Et puis découverte progressive, et à chaque fois nouvelle, à chaque fois neuve, et émouvante, des Mauritaniens. Par amitié successivement approfondie. Accueil. Etrange parenté de fond, que je croyais être, intellectuellement, vu de Paris, et que j’expérimente réellement.
Tout d’abord mes classes. La section des chefs de bureau, quarante à cinquante ans d’âge. Noirs et beïdanes. Attachants au possible. A qui l’on peut tout dire. Devant qui, je suis détendu, car je sens que j’en suis aimé.
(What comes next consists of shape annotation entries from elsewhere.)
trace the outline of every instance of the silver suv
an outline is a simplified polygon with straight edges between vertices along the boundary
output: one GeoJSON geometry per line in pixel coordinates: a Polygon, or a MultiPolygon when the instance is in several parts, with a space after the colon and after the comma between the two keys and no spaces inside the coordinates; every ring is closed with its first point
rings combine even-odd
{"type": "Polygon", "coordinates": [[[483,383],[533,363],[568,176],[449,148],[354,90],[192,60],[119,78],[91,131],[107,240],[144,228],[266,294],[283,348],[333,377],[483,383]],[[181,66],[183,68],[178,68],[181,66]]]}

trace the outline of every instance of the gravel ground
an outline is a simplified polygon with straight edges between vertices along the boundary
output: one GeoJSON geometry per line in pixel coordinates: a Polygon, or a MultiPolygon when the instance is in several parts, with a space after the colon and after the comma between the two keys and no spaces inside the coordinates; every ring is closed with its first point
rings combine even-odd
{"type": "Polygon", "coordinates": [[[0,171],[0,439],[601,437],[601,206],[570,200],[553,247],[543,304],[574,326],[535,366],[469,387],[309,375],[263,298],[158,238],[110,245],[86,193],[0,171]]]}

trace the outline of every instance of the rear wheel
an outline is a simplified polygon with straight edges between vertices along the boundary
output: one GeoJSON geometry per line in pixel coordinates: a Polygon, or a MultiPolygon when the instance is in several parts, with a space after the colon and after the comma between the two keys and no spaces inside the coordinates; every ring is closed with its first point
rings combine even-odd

Ardeur au travail. Ardeur de néophytes. Vantant la difficulté des cours.
Rencontre d’abord de Sissoko Abdoulaye (chef de subdivision à Sélibaby). Longue conversation près de l’Hôtel des Députés. Puis à la maison, quand il est venu m’offrir un « boubou ». Son attachement pour la France. Impossible d’oublier la France. C’était le lundi 8 mars.
Et puis Malick Athie, autre Noir du Fleuve, que je rencontre près de l’Hôtel des Députés, que je revois dans sa chambre à l’Hôtel, qui m’offre le thé et aussi une jolie tenture ivoirienne, qui orne maintenant mon étagère. Avec le recul, je m’aperçois aussi qu’il aurait voulu que je le favorise un peu. J’ai nettement dit que cela était impossible. Mais il est quand même bien gentil.
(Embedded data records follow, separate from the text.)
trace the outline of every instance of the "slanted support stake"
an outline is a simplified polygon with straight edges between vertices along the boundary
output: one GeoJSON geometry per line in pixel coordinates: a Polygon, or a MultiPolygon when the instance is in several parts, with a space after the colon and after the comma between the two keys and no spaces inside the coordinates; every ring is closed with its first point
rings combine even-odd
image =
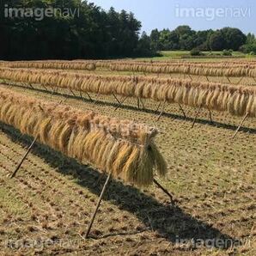
{"type": "Polygon", "coordinates": [[[248,114],[249,114],[248,113],[246,113],[246,115],[245,115],[244,118],[242,119],[241,122],[240,123],[239,126],[237,127],[237,129],[236,129],[236,131],[235,131],[235,134],[234,134],[234,136],[233,136],[232,138],[235,138],[235,137],[236,134],[238,133],[240,128],[241,127],[241,125],[243,125],[244,121],[245,121],[246,119],[247,118],[248,114]]]}
{"type": "Polygon", "coordinates": [[[21,162],[17,165],[15,170],[14,171],[14,173],[13,173],[12,175],[10,176],[11,179],[14,178],[14,177],[16,175],[16,174],[17,174],[18,170],[21,168],[21,167],[23,162],[26,160],[27,155],[29,154],[29,152],[30,152],[30,150],[32,149],[33,146],[34,146],[34,143],[36,143],[37,138],[38,138],[38,137],[36,137],[34,139],[33,143],[31,143],[31,145],[30,145],[29,148],[27,149],[27,150],[26,154],[24,155],[23,158],[21,159],[21,162]]]}
{"type": "Polygon", "coordinates": [[[101,203],[102,201],[102,197],[103,197],[104,192],[105,192],[105,191],[107,189],[107,184],[108,184],[108,182],[110,180],[110,178],[111,178],[111,173],[108,174],[108,176],[107,176],[107,180],[105,181],[105,184],[103,186],[103,188],[102,188],[102,191],[101,192],[101,195],[100,195],[99,201],[98,201],[98,204],[96,205],[95,210],[94,210],[94,214],[92,216],[92,218],[91,218],[90,222],[89,222],[89,224],[88,226],[88,229],[87,229],[87,232],[86,232],[86,235],[85,235],[85,238],[88,238],[88,235],[89,235],[89,233],[91,231],[92,226],[94,224],[94,222],[95,216],[96,216],[96,214],[97,214],[97,212],[99,210],[101,203]]]}
{"type": "Polygon", "coordinates": [[[197,111],[197,113],[196,113],[196,116],[195,116],[195,118],[194,118],[194,120],[193,120],[192,128],[193,128],[194,125],[195,125],[195,123],[196,123],[196,120],[197,120],[198,116],[198,114],[199,114],[199,112],[200,112],[200,110],[201,110],[201,107],[202,107],[202,105],[199,106],[199,107],[198,107],[198,111],[197,111]]]}

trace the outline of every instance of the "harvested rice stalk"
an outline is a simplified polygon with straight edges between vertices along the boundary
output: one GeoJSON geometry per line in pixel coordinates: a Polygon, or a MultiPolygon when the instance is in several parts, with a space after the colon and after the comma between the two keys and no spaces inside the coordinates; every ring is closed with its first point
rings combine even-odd
{"type": "Polygon", "coordinates": [[[138,186],[164,176],[155,128],[73,109],[0,88],[0,120],[82,163],[138,186]]]}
Alassane Traoré – aussi, est venu me voir à la maison avec un de ses amis, qui avait été en France, il y a deux ans, et avait particulièrement été frappé par
– le fait que tout le monde travaille (vg. certaines femmes)
– le champ de bataille de Verdun
Un attachement à la France, vraiment touchant, et bien chaud au cœur.
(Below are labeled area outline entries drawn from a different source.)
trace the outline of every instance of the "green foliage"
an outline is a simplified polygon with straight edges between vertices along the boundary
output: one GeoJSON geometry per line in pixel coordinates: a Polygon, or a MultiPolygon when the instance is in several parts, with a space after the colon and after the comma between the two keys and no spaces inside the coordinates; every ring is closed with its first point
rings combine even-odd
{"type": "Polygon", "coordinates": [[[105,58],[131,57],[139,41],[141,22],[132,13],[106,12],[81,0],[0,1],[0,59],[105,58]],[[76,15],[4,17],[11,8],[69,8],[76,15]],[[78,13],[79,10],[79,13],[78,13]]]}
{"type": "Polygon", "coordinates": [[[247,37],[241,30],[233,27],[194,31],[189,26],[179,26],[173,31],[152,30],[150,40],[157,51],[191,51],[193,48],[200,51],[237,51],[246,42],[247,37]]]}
La classe des judiciaires. Plus difficile. Des jeunes de dix-huit à vingt ans. L’indépendance pour eux est la situation normale (alors que pour les chefs de bureau, c’est trop récent, pour qu’ils y modèlent réellement leur pensée). Beaucoup d’orgueil, guère de travail. Mais, chez certains (Mohamed Lemine Ould Saal Ballah) une allure formidable. Et cette conscience, surtout chez Mohamed Lemine, de toutes les valeurs, de toute la tradition du désert, de toute une richesse. Combien c’est vrai. Certes, ils se prennent au sérieux : Mohamed Saïd, surtout. Certes, il y a des accrochages (corrigé de la dissertation : « facteurs de division et facteurs d’unité dans le monde actuel »). Mais parfois, c’est merveilleux de franchise et de netteté. Et après tout, je crois que je gagne leur confiance.
Les secrétaires-dactylo., en majorité noirs. Classe turbulente, mais que maintenant j’aime. Questions, souvent bizarres, ou alors essentielles : qu’est-ce que l’homme ? Un après-midi, « explication » du christianisme à trois d’entre eux. Un autre, passionné par Pascal. Une classe détendue, elle aussi. Et des femmes bavardes à l’excès. J’ai commencé à faire copier des lignes, lundi dernier.
La section financière : un peu terne. Je la connais mal. Majorité noire.
Mohamed Salem Ould M’Khaïtirat. D’après Madame Darde qui le tenait de Cheïbani, m’a attendu à plusieurs avions. Gentil au possible. C’est le premier Maure que j’ai connu en Mauritanie. Réservé mais silencieux et bon.
Et puis Cheïbani arrivé le lundi 15 Mars, qui a pris tout de suite contact avec moi. Et que je vois tous les deux jours. Très occidentalisé. Essaye d’avoir une vision globale de la Mauritanie. A ce que je crois, situation un peu délicate. S’oppose à certains ministres. Au fond, controversé. Mais nous sympathisons. Et je crois que je vais l’aimer, malgré qu’il se prenne au sérieux.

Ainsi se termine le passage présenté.